Paul Keegan in a review published in the London Review of Books compared Roudinesco’s book with one by Joel Whitebook. He points out that a biography cannot be an analysis, not even one like Freud’s own study of Schreber. The facts in a biography are different from the material in an analysis. The treatment of the life history contained in a biography differs from the same life story conveyed to us by someone on the couch with its frequent repetitions and revisions. Keegan notes that there are things relevant to a biography of Freud but irrelevant to him as the progenitor of psychoanalysis. In particular, matters of enjoyment which would be a lively, vital field for an analysis, are yet not relevant to thinking about Freud the instigator of psychoanalysis. Smoking especially is cited here. Roudinesco writes comprehensively about such matters, illustrative of Freud the man. “Easily accused of digression, Roudinesco nevertheless broaches these matters and her book is a shaken kaleidoscope of things inessential,” says Paul Keegan (10). We do not learn more about psychoanalysis from reading about Freud’s dogs or his failure to appreciate music, but these facts do somehow appease our curiosity. However, we cannot and should not try to psychoanalyse Freud. 

Much of Roudinesco’s Freud is very familiar, but some is not. For instance, she calculates that Freud was sexually active for only about nine years, a piece of reasoning I had not come across before (Roudinesco, 2016: 50). More strikingly, she passes the judgement that he was in truth only a mediocre clinician, without a natural feel for how to deal with the mentally ill. We see this particularly evident in his attitude to the psychoanalytic treatment of psychosis. She opines that, though so much of the early theorising is based on Freud’s published case studies, these are of course his reconstructions of the analyses often well after the event, and further, the results were not uniformly successful. As we all do, Freud learned from his mistakes. There exists testimony of later analysands, showing in fact more satisfactory outcomes. She asserts that, probably for a variety of reasons, the majority of his later analysands came away satisfied. Such people, psychoanalysts themselves, or prominent intellectuals or artists, came of their own volition, and manifested a stronger and more durable transference. By then, Freud had prestige and many consulted him to learn of and experience psychoanalysis from its source. 

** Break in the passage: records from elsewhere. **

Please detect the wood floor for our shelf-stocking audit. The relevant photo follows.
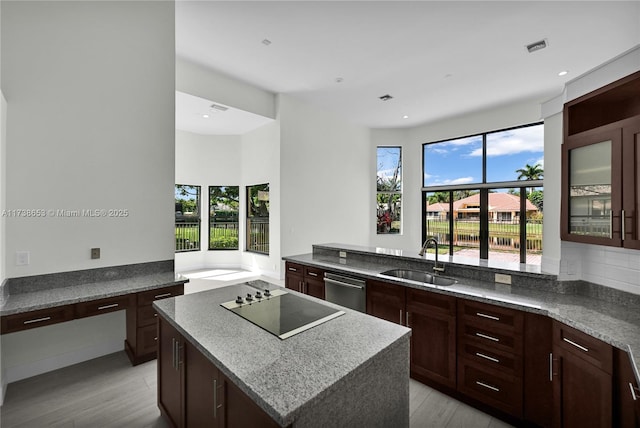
[0,352,509,428]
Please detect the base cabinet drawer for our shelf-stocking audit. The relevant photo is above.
[76,294,135,318]
[1,305,75,334]
[458,360,522,418]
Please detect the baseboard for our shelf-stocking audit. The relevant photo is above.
[2,339,124,386]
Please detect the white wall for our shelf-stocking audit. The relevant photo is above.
[2,1,175,277]
[369,98,559,258]
[175,131,242,272]
[279,95,376,256]
[543,45,640,294]
[240,121,283,278]
[176,58,276,119]
[0,1,175,398]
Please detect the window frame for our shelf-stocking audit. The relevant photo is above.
[418,121,544,263]
[208,185,240,251]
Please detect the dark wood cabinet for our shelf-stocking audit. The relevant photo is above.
[561,72,640,249]
[284,262,325,299]
[367,281,406,325]
[458,299,524,418]
[552,321,613,428]
[158,318,184,428]
[613,349,640,428]
[406,288,456,389]
[158,317,278,428]
[124,284,184,366]
[524,312,553,427]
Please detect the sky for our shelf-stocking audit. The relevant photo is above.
[423,125,544,186]
[378,124,544,191]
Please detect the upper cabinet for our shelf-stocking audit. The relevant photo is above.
[561,72,640,249]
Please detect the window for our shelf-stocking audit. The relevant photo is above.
[422,123,544,264]
[175,184,200,253]
[209,186,240,250]
[247,183,269,254]
[376,147,402,234]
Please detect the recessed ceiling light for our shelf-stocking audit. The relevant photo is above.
[527,39,547,53]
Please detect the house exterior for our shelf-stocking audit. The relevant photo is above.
[427,193,538,223]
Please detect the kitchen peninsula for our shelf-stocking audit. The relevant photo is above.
[154,281,410,427]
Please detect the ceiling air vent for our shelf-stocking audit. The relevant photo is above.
[211,104,229,111]
[527,39,547,53]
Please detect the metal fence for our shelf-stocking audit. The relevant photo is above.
[247,217,269,254]
[176,222,200,253]
[209,222,239,250]
[426,219,542,252]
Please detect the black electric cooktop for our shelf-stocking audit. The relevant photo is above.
[221,289,344,339]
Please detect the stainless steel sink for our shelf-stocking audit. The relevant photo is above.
[380,269,458,286]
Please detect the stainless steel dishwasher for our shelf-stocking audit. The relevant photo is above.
[324,272,367,312]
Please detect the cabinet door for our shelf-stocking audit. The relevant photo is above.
[284,262,304,293]
[553,346,612,428]
[304,266,325,299]
[184,342,224,428]
[158,318,184,428]
[622,118,640,250]
[367,281,405,325]
[406,289,456,389]
[524,312,553,427]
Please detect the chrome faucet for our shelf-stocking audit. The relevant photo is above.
[418,236,444,272]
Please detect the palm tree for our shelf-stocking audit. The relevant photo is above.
[516,163,544,180]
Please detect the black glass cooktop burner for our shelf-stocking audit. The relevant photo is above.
[221,289,344,339]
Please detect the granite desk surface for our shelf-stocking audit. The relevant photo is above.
[0,272,189,316]
[283,254,640,383]
[154,281,411,426]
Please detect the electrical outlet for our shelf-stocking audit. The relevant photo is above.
[16,251,30,266]
[495,273,511,285]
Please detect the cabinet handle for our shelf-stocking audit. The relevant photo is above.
[609,211,613,239]
[98,303,118,311]
[22,317,51,325]
[476,333,500,342]
[476,380,500,392]
[562,337,589,352]
[213,378,218,419]
[171,337,176,370]
[476,352,500,363]
[476,312,500,321]
[629,382,640,401]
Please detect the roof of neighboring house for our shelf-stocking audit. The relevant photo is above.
[427,193,538,212]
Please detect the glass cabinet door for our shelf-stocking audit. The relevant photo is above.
[569,140,612,238]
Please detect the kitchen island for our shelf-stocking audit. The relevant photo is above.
[154,281,410,427]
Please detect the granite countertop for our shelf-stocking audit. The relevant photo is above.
[0,272,189,316]
[154,281,411,426]
[283,251,640,383]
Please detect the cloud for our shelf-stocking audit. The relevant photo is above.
[425,174,476,186]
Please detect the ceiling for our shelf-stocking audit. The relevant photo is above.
[176,0,640,134]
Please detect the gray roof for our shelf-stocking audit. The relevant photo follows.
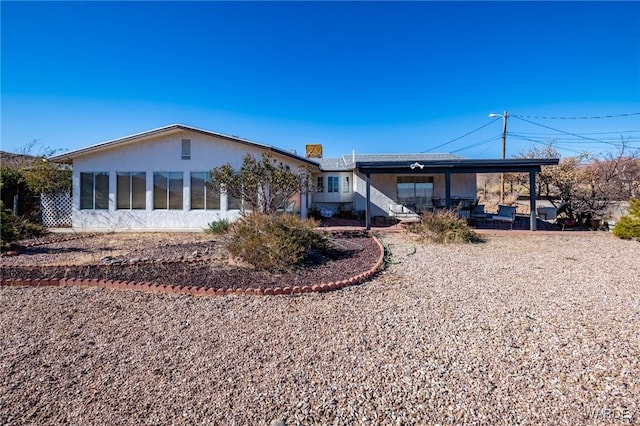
[49,124,315,164]
[311,153,462,172]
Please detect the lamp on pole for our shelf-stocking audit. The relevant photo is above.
[489,111,509,204]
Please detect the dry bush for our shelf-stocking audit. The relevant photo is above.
[407,210,482,243]
[228,213,327,272]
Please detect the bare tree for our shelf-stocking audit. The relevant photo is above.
[210,153,311,214]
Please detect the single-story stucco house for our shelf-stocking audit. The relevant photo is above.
[49,124,557,230]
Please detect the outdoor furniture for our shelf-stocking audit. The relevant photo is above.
[470,204,490,220]
[389,204,421,222]
[491,205,516,229]
[536,207,557,220]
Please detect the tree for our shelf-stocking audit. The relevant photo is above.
[520,142,640,223]
[210,153,311,214]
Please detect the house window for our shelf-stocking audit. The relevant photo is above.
[182,139,191,160]
[153,172,182,210]
[116,172,147,210]
[227,193,242,210]
[342,176,351,192]
[80,172,109,210]
[327,176,338,192]
[397,176,433,211]
[191,172,220,210]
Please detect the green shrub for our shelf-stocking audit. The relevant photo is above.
[407,210,482,243]
[228,213,327,272]
[0,201,49,249]
[0,201,18,249]
[613,198,640,241]
[206,219,229,234]
[15,217,49,240]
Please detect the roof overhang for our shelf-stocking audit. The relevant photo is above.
[48,124,318,167]
[356,158,560,174]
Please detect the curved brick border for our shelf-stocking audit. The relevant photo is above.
[0,235,384,296]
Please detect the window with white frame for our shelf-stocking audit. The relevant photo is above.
[182,139,191,160]
[327,176,340,192]
[191,172,220,210]
[80,172,109,210]
[397,176,433,211]
[342,176,351,193]
[153,172,183,210]
[116,172,147,210]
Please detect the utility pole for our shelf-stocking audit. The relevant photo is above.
[489,111,509,204]
[500,111,509,204]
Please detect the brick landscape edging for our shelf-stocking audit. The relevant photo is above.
[0,235,384,296]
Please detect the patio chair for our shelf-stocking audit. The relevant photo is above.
[469,204,491,221]
[491,205,516,229]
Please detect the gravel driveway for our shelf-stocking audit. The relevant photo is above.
[0,232,640,425]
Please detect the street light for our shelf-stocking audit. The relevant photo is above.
[489,111,509,204]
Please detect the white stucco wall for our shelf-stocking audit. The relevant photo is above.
[72,130,314,230]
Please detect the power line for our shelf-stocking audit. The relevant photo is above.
[451,136,502,154]
[509,130,640,136]
[422,118,498,153]
[511,115,615,146]
[519,112,640,120]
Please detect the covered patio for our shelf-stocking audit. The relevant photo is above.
[356,158,559,231]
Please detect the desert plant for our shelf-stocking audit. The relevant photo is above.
[613,198,640,241]
[205,219,229,234]
[15,217,49,240]
[210,153,311,214]
[407,210,482,243]
[228,213,327,272]
[0,201,18,249]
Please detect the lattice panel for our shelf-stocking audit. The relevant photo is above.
[40,193,73,228]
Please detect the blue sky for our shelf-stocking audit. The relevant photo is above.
[0,1,640,158]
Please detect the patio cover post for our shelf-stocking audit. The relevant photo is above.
[529,170,537,231]
[444,170,451,209]
[364,173,371,230]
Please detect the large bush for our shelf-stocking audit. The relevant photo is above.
[228,213,327,272]
[0,201,49,250]
[0,201,18,249]
[613,198,640,240]
[407,210,482,243]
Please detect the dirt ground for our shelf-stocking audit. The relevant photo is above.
[2,233,380,288]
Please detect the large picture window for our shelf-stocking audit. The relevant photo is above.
[116,172,147,210]
[191,172,220,210]
[153,172,183,210]
[80,172,109,210]
[398,176,433,211]
[327,176,340,192]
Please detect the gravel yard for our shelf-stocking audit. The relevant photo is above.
[0,232,640,425]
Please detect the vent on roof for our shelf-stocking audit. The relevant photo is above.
[306,144,322,158]
[182,139,191,160]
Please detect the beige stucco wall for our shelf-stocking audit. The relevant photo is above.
[72,130,316,230]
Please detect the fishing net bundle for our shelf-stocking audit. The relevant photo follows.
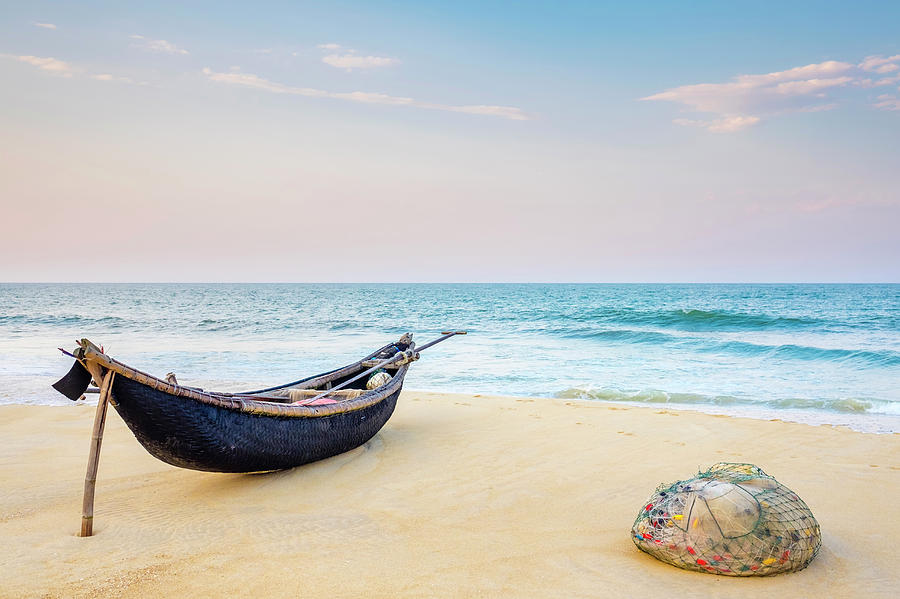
[631,463,822,576]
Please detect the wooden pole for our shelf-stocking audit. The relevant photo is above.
[81,370,116,537]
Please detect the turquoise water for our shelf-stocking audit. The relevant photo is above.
[0,284,900,432]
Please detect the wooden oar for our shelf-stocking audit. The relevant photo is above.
[293,331,466,406]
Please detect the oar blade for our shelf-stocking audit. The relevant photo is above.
[53,360,91,401]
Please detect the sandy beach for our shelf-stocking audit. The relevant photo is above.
[0,391,900,598]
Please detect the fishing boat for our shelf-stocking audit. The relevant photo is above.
[54,331,463,472]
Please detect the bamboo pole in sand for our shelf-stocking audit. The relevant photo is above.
[81,370,116,537]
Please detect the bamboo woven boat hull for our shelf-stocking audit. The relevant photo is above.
[55,335,418,472]
[112,376,400,472]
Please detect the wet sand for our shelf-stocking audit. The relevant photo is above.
[0,391,900,599]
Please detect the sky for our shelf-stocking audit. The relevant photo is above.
[0,0,900,282]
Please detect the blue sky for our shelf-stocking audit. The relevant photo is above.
[0,2,900,281]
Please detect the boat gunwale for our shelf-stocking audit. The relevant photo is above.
[81,342,415,418]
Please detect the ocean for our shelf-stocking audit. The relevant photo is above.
[0,283,900,433]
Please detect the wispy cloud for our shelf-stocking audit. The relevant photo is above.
[203,68,529,121]
[0,54,149,85]
[641,55,900,133]
[129,35,189,54]
[322,54,400,71]
[316,44,400,71]
[90,73,149,85]
[672,116,759,133]
[0,54,75,77]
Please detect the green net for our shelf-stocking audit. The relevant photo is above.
[631,463,822,576]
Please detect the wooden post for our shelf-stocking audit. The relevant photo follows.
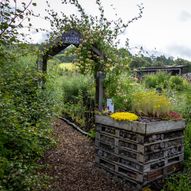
[96,71,104,111]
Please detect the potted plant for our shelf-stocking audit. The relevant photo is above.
[96,91,185,190]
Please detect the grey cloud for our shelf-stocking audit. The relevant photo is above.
[179,10,191,22]
[168,45,191,60]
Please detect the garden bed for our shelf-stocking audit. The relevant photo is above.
[95,115,185,189]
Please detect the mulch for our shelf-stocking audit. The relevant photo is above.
[42,120,132,191]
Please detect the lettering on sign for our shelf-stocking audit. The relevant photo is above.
[62,30,81,44]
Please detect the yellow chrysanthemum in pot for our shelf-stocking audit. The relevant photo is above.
[110,112,139,121]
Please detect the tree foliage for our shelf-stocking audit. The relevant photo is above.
[41,0,143,74]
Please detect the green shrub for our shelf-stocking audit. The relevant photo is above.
[169,76,188,91]
[132,91,171,118]
[61,73,95,127]
[0,46,57,191]
[144,72,170,89]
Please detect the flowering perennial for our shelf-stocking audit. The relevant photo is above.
[110,112,138,121]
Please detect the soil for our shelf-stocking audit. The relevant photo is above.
[41,120,132,191]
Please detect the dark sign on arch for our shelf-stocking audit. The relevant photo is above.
[62,29,82,45]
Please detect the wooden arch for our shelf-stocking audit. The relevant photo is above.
[37,29,105,111]
[38,29,104,72]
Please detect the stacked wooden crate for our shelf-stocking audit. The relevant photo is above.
[95,116,185,190]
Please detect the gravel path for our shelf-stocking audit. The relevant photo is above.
[43,120,129,191]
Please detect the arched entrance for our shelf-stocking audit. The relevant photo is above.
[37,29,105,111]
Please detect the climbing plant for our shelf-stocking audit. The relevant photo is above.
[42,0,143,75]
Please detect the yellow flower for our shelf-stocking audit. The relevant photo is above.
[110,112,138,121]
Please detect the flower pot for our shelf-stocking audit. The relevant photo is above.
[95,115,185,190]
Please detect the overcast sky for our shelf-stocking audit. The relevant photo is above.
[28,0,191,60]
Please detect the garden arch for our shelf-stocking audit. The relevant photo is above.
[38,29,105,111]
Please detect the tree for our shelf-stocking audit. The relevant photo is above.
[41,0,143,77]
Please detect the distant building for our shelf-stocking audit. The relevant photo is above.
[135,65,188,78]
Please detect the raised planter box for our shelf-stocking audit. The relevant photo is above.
[95,115,185,190]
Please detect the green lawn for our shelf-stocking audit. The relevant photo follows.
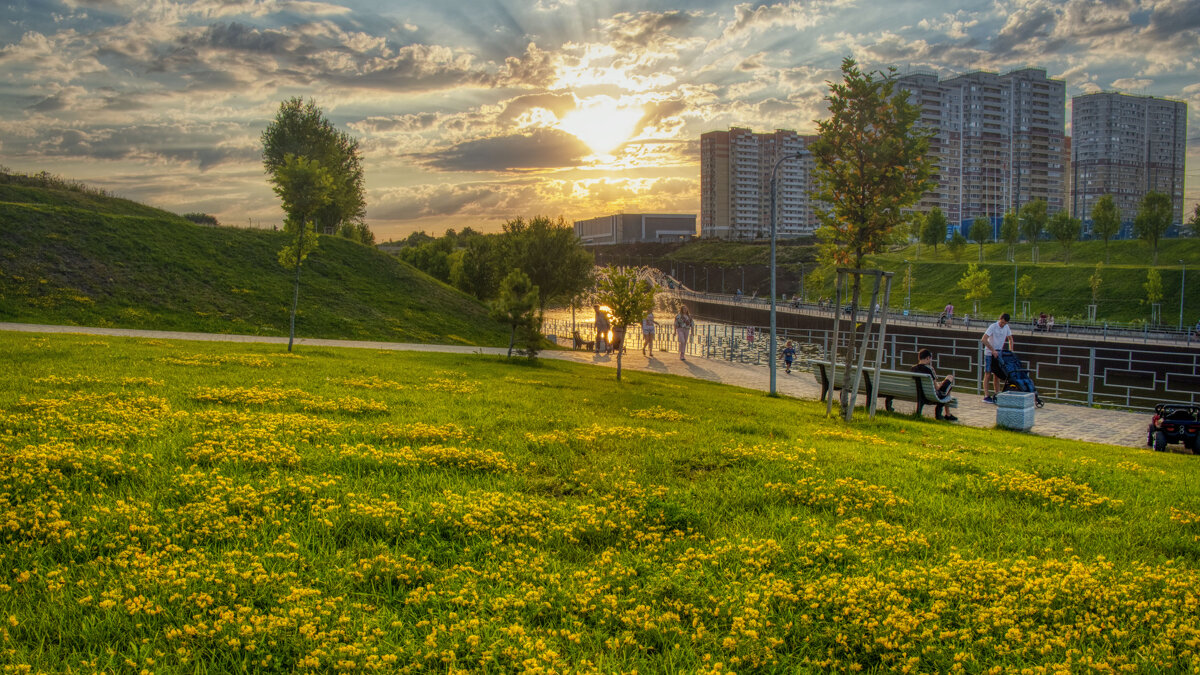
[0,184,508,346]
[0,334,1200,673]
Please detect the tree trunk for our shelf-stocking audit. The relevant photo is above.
[288,255,300,354]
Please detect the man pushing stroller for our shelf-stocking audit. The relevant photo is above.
[979,313,1013,404]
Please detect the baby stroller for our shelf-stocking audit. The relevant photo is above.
[991,350,1045,407]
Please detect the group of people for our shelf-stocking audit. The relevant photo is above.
[593,304,696,360]
[912,313,1013,422]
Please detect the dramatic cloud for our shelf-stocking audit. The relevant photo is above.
[0,0,1200,238]
[421,129,590,172]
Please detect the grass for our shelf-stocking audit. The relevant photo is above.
[0,184,506,345]
[7,334,1200,673]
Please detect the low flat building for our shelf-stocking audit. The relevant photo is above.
[575,214,696,246]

From his lofty status, he felt free to break his own rules, and often went against his own better judgement in taking on cases which he should have been able to see would be unsuccessful. This, I assume, is an aspect of what Roudinesco means by his relative lack of clinical skill. The case of Carl Liebman, one of those newly available for scrutiny, demonstrates this. Coming from a wealthy American family, Liebman was a fetishist and probably a paranoid schizophrenic, a case celebrated in his time but never fully and openly published, as he sought treatment of all the latest kinds. Roudinesco characterises it as a case Freud should never have taken on, being unsuitable for psychoanalysis. Freud analysed him for three years and vainly sought to convince him that his fetish – a jock strap – was the disavowed maternal penis. However, for Roudinesco, Liebman’s case epitomises the paradoxes of Freud. In it, “two orders of reality were opposed once again: the critical consciousness of a doctor on the one hand, and the tragic consciousness of a patient on the other – a divide between clinical thinking and madness” (Roudinesco, 2016: 328).